Facciamo ordine con la storia. Dunque, la scomparsa di Mikkel è il motore che muoverà i fili di tutti gli eventi che accadono nella serie. La vita di quattro famiglie gira intorno a questa vicenda, ma ovviamente è tutto il paese a restare coinvolto dalle misteriose sparizioni (non solo da quella di Mikkel, ma anche quella precedente di Eric). Ciò che ho trovato più spaventoso non sono tanto i salti temporali, voglio dire, anche “Ritorno al Futuro” parlava di viaggi nel tempo, ma non era così terrificante: ciò che mi ha davvero elettrizzato è immaginare come le conseguenze di ogni singola azione possano ripercuotersi nel futuro, ed è forse proprio questo a trainare emotivamente la serie. Non c’è mai un’occasione per rilassarsi, per respirare, per trovare un po’ di leggerezza; la pioggia, incessante, non lo permette. Non ci sono raggi di sole, così come non ci sono ombrelli, dobbiamo subire l’angoscia dei protagonisti, non abbiamo alternative. E ci sono talmente tanti tasselli da mettere insieme (l’albero genealogico di ogni famiglia, ad esempio) da rendere la serie una sorta di enorme enigma da risolvere, che riesce a gratificare proprio nel momento in cui ti permette di capire qualcosa in più (dovevate vedere la mia faccia quando ho capito che è stato Ulrich a procurare la cicatrice di Helge!), oppure quando conferma qualcosa che pensavi di aver capito (ad esempio, ero certo che lo sconosciuto che viaggia nel tempo fosse Jonas da grande, ma quando mi è stato confermato è stata una grande soddisfazione). La complessità di questa ragnatela culmina nell’ultimo episodio, quando capiamo che tutti devono fare i conti con il passato, il proprio o quello della loro famiglia, e che dunque anche il futuro può influenzare gli eventi già trascorsi.

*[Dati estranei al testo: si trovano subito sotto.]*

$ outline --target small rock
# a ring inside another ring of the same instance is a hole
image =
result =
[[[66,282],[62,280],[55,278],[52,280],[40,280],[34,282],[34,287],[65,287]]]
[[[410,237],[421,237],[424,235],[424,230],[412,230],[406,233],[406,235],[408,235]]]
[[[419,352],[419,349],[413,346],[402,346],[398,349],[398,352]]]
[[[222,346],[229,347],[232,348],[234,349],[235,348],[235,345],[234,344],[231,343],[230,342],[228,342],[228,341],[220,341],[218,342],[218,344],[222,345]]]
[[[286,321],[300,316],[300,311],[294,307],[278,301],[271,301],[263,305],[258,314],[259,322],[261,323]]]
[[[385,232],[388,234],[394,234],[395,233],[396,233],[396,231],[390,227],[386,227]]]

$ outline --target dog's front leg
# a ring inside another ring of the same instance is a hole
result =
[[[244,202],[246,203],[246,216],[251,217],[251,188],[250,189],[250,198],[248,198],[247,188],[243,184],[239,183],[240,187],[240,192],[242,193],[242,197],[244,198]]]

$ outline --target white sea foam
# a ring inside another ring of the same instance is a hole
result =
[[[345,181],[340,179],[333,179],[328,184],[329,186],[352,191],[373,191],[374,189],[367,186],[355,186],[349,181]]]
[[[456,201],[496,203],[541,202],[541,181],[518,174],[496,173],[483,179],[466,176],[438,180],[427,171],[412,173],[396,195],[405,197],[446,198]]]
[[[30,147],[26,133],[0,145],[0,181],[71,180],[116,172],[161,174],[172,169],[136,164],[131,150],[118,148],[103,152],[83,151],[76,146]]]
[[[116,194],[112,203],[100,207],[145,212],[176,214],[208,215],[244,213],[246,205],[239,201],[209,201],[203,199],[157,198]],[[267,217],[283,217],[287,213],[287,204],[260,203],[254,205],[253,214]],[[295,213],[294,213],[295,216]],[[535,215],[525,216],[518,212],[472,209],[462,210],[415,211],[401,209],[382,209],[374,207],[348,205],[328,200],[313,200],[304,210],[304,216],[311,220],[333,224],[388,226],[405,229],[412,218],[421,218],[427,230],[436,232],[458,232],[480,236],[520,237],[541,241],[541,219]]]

Se c’è qualcosa che ho trovato assolutamente convincente è stata la coerenza: i personaggi sono straordinariamente somiglianti, sia fisicamente che caratterialmente, a loro stessi, quale che sia l’epoca in cui li vediamo. Insomma, per una serie basata sui viaggi nel tempo essere credibile è un punto fondamentale e da questo punto di vista “Dark” centra pienamente il bersaglio. A conferma di tutto ciò è il fatto, come ci viene detto in apertura di serie, che la distinzione tra passato, presente e futuro sia un’illusione: per cui non è tanto importante l’epoca in cui ci troviamo, bensì il motore che guida i personaggi, che possiamo chiamare “destino” se volete, ma che forse è semplicemente la loro essenza.

Al di là di ogni commento o spiegazione, il potere di “Dark” è nel suo essere coinvolgente: la trama non sarebbe neanche troppo originale se non fosse basata su un impianto forte e ambizioso. Charlotte che trova la foto di Ulrich sul giornale del 1953 è un momento di grandissima emozione, paragonabile a quando Madeleine Stowe trova la foto di Bruce Willis nelle immagini della prima guerra mondiale nello splendido “L’esercito delle 12 scimmie” di Terry Gilliam. Tuttavia funziona, perché la serie ci ha portato lentamente a questa rivelazione come a molte altre. Sappiamo che la stanza all’interno del rifugio è una macchina del tempo (“Non è una Delorean”, dice Jonas adulto a se stesso, in una citazione che stavolta sì, fa pensare a “Stranger Things”). All’interno di questa stanza Noah, individuo misterioso sul quale non abbiamo praticamente nessuna informazione, conduce esperimenti su alcuni ragazzini che fa rapire a Helge (padre di Peter, che coinvolgerà suo figlio e il padre di Ulrich nella vicenda). Ad ogni modo la chiave per capirne di più è tutta nelle connessioni tra i personaggi: provate a partire da Claudia ad esempio, collegate le persone che le gravitano intorno nel 1953 e nel 1986 e già le cose vi sembreranno un po’ meno nubolose.

Cosa dobbiamo aspettarci dalla seconda stagione (se confermata, ma Netflix non oserà non confermare un instant cult come “Dark”, uscito soltanto il 1° dicembre e già al centro del passaparola sui social)? Innanzitutto c’è da chiarire il destino di Jonas, finito come dicevamo in un minaccioso 1952: c’è da vedere come si comporterà in questo nuovo presente e se riuscirà a tornare nel 2019. C’è da approfondire Noah, saperne di più sul suo conto e sul perché dei suoi esperimenti, capire fino a che punto Bartosz sarà coinvolto nei suoi piani e in quelli di sua nonna. Dobbiamo assolutamente capire se Ulrich riuscirà a fuggire dal 1953, dove è stato arrestato dal suo storico persecutore: Egon Tiedemann.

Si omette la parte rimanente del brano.